Moving classes up or down the hierarchy - This cannot be allowed since the
data in the stream appears in the wrong sequence.
Changing a nonstatic field to static or a nontransient field to transient - This
is equivalent to deleting a field from the class. This version of the class will
not write that data to the stream, so it will not be available to be read by
earlier versions of the class. As when deleting a field, the field of the earlier
version will be initialized to the default value, which can cause the class to
fail in unexpected ways.
Changing the declared type of a primitive field - Each version of the class
writes the data with its declared type. Earlier versions of the class
attempting to read the field will fail because the type of the data in the
stream does not match the type of the field.
Changing the writeObject or readObject method so that it no longer writes
or reads the default field data or changing it so that it attempts to write it or
read it when the previous version did not. The default field data must
consistently either appear or not appear in the stream.
Changing a class from Serializable to Externalizable or visa-versa is an
incompatible change since the stream will contain data that is incompatible
with the implementation in the available class.
Removing either Serializable or Externalizable is an incompatible change
since when written it will not longer supply the fields needed by older
versions of the class.
The compatible changes to a class are handled as follows:
Adding fields - When the class being reconstituted has a field that does not
occur in the stream, that field in the object will be initialized to the default
value for its type. If class-specific initialization is needed, the class may
provide a readObject method that can initialize the field to nondefault
values.
Adding classes - The stream will contain the type hierarchy of each object in
the stream. Comparing this hierarchy in the stream with the current class
can detect additional classes. Since there is no information in the stream
from which to initialize the object, the class's fields will be initialized to the
default values.
Removing classes - Comparing the class hierarchy in the stream with that of
the current class can detect that a class has been deleted. In this case, the
fields and objects corresponding to that class are read from the stream.
Primitive fields are discarded, but the objects referenced by the deleted class
are created, since they may be referred to later in the stream. They will be
garbage-collected when the stream is garbage-collected or reset.
Adding writeObject/readObject methods - If the version reading the stream
has these methods then readObject is expected, as usual, to read the
required data written to the stream by the default serialization. It should call
defaultReadObject first before reading any optional data. The
writeObject method is expected as usual to call defaultWriteObject
to write the required data and then may write optional data.

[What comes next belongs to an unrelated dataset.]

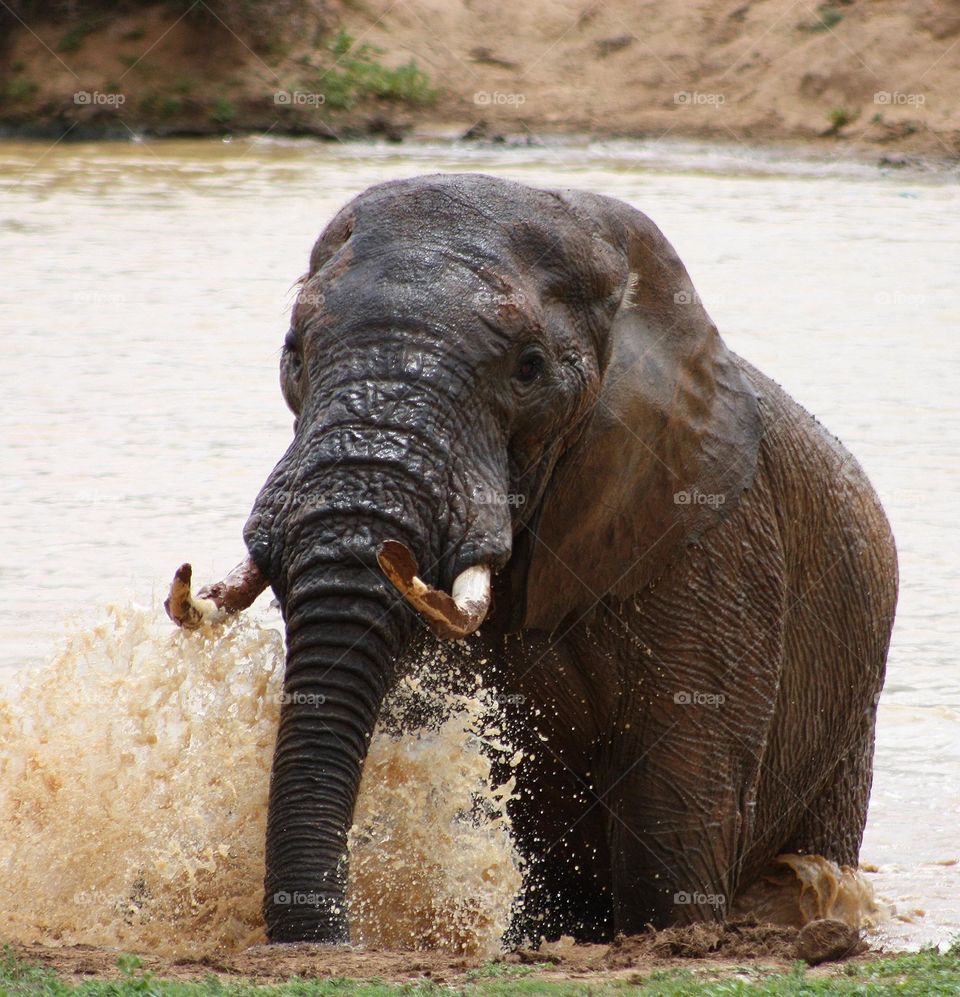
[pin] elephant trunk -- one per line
(343, 638)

Removing writeObject/readObject methods - If the class reading the stream
does not have these methods, the required data will be read by default
serialization, and the optional data will be discarded.

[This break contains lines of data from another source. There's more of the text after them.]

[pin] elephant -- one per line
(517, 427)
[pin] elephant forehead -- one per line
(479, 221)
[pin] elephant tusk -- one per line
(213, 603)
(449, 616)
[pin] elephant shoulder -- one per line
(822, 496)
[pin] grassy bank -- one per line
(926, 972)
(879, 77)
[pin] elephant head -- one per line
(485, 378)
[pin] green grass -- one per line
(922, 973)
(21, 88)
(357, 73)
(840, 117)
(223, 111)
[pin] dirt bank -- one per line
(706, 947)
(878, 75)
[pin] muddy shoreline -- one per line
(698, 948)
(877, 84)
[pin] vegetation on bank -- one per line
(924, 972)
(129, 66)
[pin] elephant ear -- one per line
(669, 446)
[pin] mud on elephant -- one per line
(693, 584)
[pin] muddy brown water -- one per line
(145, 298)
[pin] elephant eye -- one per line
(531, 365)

Adding java.io.Serializable - This is equivalent to adding types. There will
be no values in the stream for this class so its fields will be initialized to
default values. The support for subclassing nonserializable classes requires
that the class's supertype have a no-arg constructor and the class itself will
be initialized to default values. If the no-arg constructor is not available, the
NotSerializableException is thrown.
Removing java.io.Serializable so that it is no longer Serializable - This is
equivalent to removing the class, and it can be dealt with by reading and
discarding data for the class.
Changing the access to a field - The access modifiers public, package,
protected, and private have no effect on the ability of serialization to assign
values to the fields.
Changing a field from static to nonstatic or transient to nontransient - This is
equivalent to adding a field to the class. The new field will be written to the
stream but earlier classes will ignore the value since serialization will not
assign values to static or transient fields.